Concurrency vs Multi-threading vs Asynchrony vs Parallelism

Concurrency is the art of managing multiple tasks in overlapping time periods, creating the illusion that they are all progressing simultaneously. The key phrase here is "creating the illusion that they are all progressing simultaneously." Concurrency doesn't necessarily mean that these tasks are running simultaneously or in parallel. Instead, it focuses on efficiently managing and scheduling tasks so that they can make progress independently without waiting for each other.

Multithreading involves the literal use of multiple threads. These threads can make progress without waiting for other threads to complete their tasks. Even in a single-core machine, multithreading is typically achieved through rapid context switching, where the CPU scheduler switches between different threads, giving each a time slice for execution. This allows the appearance of concurrent execution, even though only one thread is executing at any given moment. So, multithreading is a type of concurrency.
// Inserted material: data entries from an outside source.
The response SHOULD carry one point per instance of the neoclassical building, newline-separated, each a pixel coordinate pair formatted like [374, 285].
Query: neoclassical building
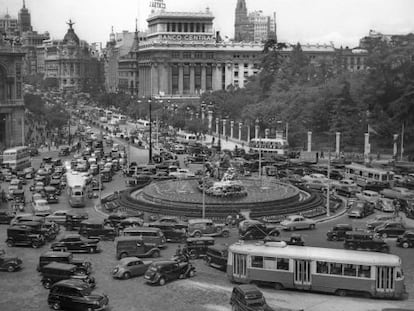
[11, 97]
[182, 57]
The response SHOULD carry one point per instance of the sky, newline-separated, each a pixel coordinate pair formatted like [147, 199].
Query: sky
[342, 22]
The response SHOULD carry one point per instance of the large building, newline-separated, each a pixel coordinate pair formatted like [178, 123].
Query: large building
[182, 58]
[11, 97]
[254, 26]
[72, 63]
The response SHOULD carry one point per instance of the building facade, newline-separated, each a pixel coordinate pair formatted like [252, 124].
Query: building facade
[181, 57]
[71, 63]
[11, 97]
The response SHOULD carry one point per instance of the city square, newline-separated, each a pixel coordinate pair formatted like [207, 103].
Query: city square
[195, 164]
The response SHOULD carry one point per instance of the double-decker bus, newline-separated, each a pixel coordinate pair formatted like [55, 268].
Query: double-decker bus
[269, 146]
[76, 188]
[17, 158]
[338, 271]
[363, 175]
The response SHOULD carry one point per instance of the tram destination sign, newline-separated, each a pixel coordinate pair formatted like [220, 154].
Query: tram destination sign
[187, 37]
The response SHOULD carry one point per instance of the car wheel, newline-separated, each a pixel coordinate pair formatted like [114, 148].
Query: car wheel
[341, 292]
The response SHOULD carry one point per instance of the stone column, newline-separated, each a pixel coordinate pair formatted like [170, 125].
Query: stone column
[180, 79]
[192, 79]
[309, 141]
[203, 77]
[395, 151]
[367, 146]
[338, 143]
[210, 120]
[240, 127]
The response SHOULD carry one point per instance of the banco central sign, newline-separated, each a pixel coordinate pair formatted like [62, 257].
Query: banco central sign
[187, 37]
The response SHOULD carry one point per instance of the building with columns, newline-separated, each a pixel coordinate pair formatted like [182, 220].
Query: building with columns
[182, 57]
[11, 97]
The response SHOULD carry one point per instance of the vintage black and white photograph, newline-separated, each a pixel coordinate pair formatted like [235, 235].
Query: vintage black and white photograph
[207, 155]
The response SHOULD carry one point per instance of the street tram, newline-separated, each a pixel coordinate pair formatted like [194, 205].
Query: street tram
[76, 189]
[318, 269]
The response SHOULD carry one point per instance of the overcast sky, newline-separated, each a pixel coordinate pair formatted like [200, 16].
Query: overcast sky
[343, 22]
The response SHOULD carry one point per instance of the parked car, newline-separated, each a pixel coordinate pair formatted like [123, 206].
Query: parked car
[294, 222]
[97, 229]
[83, 266]
[406, 240]
[9, 264]
[161, 272]
[197, 247]
[129, 267]
[75, 295]
[338, 232]
[76, 243]
[390, 229]
[216, 256]
[206, 227]
[386, 205]
[18, 235]
[57, 271]
[248, 297]
[365, 241]
[128, 246]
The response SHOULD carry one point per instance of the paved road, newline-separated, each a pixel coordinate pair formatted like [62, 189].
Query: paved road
[208, 290]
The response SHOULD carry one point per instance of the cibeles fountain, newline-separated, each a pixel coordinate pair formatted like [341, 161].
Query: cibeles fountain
[229, 195]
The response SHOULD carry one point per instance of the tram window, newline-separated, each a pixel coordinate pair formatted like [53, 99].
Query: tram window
[336, 268]
[282, 264]
[364, 271]
[257, 262]
[322, 267]
[350, 270]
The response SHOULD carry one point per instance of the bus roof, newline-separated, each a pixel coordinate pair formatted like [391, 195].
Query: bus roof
[318, 253]
[356, 166]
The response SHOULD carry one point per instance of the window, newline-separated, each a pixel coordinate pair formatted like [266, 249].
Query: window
[257, 262]
[322, 267]
[282, 264]
[364, 271]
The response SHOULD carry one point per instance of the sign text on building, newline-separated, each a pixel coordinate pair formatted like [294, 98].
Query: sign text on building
[157, 4]
[187, 37]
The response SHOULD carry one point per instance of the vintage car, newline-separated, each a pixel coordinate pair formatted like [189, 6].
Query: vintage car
[206, 227]
[129, 267]
[75, 294]
[83, 266]
[160, 272]
[57, 271]
[294, 222]
[216, 256]
[338, 232]
[359, 240]
[97, 229]
[406, 240]
[9, 264]
[76, 243]
[18, 235]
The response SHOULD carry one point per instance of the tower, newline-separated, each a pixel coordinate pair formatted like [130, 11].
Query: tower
[24, 19]
[243, 29]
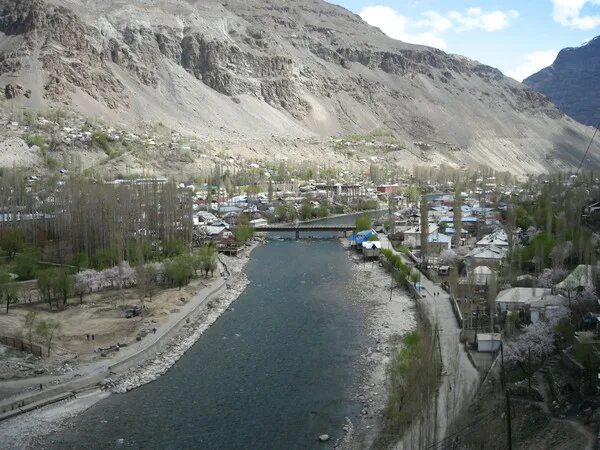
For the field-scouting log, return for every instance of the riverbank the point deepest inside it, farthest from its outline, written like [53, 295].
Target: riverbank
[145, 365]
[392, 314]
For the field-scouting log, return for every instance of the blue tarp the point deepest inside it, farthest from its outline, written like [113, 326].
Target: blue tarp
[362, 236]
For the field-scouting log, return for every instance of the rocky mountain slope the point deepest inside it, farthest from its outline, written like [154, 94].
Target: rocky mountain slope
[572, 82]
[240, 71]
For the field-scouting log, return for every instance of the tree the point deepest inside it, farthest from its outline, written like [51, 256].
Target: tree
[449, 258]
[26, 264]
[492, 291]
[173, 247]
[243, 233]
[8, 290]
[364, 222]
[537, 339]
[81, 260]
[413, 194]
[424, 210]
[179, 271]
[30, 320]
[44, 285]
[62, 284]
[306, 210]
[11, 241]
[457, 209]
[46, 329]
[270, 192]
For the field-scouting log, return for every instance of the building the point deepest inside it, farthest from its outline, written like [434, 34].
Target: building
[498, 238]
[258, 223]
[581, 277]
[388, 189]
[412, 236]
[488, 342]
[485, 256]
[371, 249]
[540, 303]
[438, 242]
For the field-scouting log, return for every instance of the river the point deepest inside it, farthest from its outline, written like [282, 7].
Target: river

Asynchronous programming pertains to handling time-consuming operations, especially those involving I/O (Input/Output) tasks, without blocking the main thread of execution. It permits a program to initiate a task and then continue executing other tasks without waiting for the initiated task to complete. When the initiated task finishes, a callback or event signals its completion, enabling the program to respond accordingly. In the context of GUI applications, asynchronous programming ensures responsiveness by freeing up the UI thread. In server-side applications, it fosters scalability by freeing up request threads. Asynchronous programming is a form of concurrency.

Parallelism involves dividing the work among multiple threads, each capable of running independently on a different core in a multi-core system.